Yes, it is consistent with AD. In $L(\mathbb{R})$, if AD holds then $\Theta$ injects into $\mathcal{P}(\mathbb{R})$, or equivalently, into $2^{\mathbb{R}}$. The OD sets of reals are Wadge-cofinal and $\Theta$ is regular, so we can define an injection $F : \Theta \to \mathcal{P}(\mathbb{R})$ by induction. Let $F(\alpha)$ be the $<_{OD}$-least OD set of reals with Wadge rank greater than the Wadge ranks of all the sets of reals $F(\gamma)$, $\gamma < \alpha$.
To see that in $L(\mathbb{R})$ the Wadge ranks of the OD sets of reals are cofinal, notice that every set of reals $A$ is OD from some real $y$, say $x \in A \iff \varphi[x,y,\alpha]$, and the OD set $\lbrace (x,y) : \varphi[x,y,\alpha] \rbrace$ has Wadge rank at least that of $A$.

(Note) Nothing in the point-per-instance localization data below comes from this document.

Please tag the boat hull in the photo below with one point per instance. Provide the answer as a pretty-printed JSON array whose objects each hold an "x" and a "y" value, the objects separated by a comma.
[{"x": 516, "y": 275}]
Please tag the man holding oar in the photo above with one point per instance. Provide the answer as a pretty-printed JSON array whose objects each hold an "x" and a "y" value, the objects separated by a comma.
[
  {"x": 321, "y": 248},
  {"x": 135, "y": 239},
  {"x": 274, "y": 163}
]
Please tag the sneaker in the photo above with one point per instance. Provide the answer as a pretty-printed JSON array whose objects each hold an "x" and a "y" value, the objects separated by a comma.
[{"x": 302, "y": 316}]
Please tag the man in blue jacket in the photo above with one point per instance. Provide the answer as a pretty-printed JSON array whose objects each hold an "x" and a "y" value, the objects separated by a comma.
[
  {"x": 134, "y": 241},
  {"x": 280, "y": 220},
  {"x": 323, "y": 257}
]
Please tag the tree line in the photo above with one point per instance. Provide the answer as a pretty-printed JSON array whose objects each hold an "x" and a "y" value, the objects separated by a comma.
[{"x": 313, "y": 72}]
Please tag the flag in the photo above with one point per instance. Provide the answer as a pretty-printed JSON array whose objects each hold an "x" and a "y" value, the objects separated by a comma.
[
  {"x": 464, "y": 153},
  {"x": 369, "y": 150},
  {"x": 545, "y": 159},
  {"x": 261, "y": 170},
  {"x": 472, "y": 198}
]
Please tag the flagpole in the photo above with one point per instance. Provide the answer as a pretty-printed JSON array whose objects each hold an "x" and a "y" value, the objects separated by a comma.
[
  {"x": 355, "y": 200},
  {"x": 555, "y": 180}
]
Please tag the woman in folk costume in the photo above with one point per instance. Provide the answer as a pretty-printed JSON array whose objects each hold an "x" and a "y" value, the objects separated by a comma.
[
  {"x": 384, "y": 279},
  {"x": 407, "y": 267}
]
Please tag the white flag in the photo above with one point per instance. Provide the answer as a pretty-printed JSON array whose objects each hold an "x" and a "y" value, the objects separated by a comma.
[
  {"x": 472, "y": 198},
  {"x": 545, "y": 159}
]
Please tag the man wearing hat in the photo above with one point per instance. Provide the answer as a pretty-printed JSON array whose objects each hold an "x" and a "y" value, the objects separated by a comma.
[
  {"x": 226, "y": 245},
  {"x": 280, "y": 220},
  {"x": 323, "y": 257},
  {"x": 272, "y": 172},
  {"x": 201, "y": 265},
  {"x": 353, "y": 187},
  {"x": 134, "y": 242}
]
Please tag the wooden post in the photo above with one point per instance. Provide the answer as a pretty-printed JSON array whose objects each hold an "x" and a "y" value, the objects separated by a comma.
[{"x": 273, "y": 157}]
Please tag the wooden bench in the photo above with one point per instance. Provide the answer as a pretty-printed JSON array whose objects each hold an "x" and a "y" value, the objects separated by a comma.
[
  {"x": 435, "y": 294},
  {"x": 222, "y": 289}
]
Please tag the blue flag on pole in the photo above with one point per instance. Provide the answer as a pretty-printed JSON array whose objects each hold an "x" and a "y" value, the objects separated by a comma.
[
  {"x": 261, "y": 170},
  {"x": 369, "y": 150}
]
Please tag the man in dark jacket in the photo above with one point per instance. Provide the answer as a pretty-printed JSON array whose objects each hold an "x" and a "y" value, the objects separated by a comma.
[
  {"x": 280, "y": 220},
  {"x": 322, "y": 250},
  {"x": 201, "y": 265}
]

Assuming $AD + V=L(\mathcal{P}(\mathbb{R}))$, the existence of an injection $\Theta \to \mathcal{P}(\mathbb{R})$ is equivalent to the length of the Solovay sequence being a successor ordinal. The meaning of this expression that we will use here is that there is a set of reals $A$ such that the $OD_A$ sets of reals are Wadge-cofinal in $\mathcal{P}(\mathbb{R})$. This implies that $\Theta$ is regular, so we just modify the argument given for $L(\mathbb{R})$ by adding $A$ as a parameter.
Conversely, if there is an injection $F:\Theta \to \mathcal{P}(\mathbb{R})$, it must be Wadge-cofinal or else we would get an injection $\Theta \to \mathbb{R}$, which is impossible. Because $V = L(\mathcal{P}(\mathbb{R}))$, the function $F$ is OD from a set $A$ of reals, so its range is a Wadge-cofinal collection of $OD_A$ sets of reals.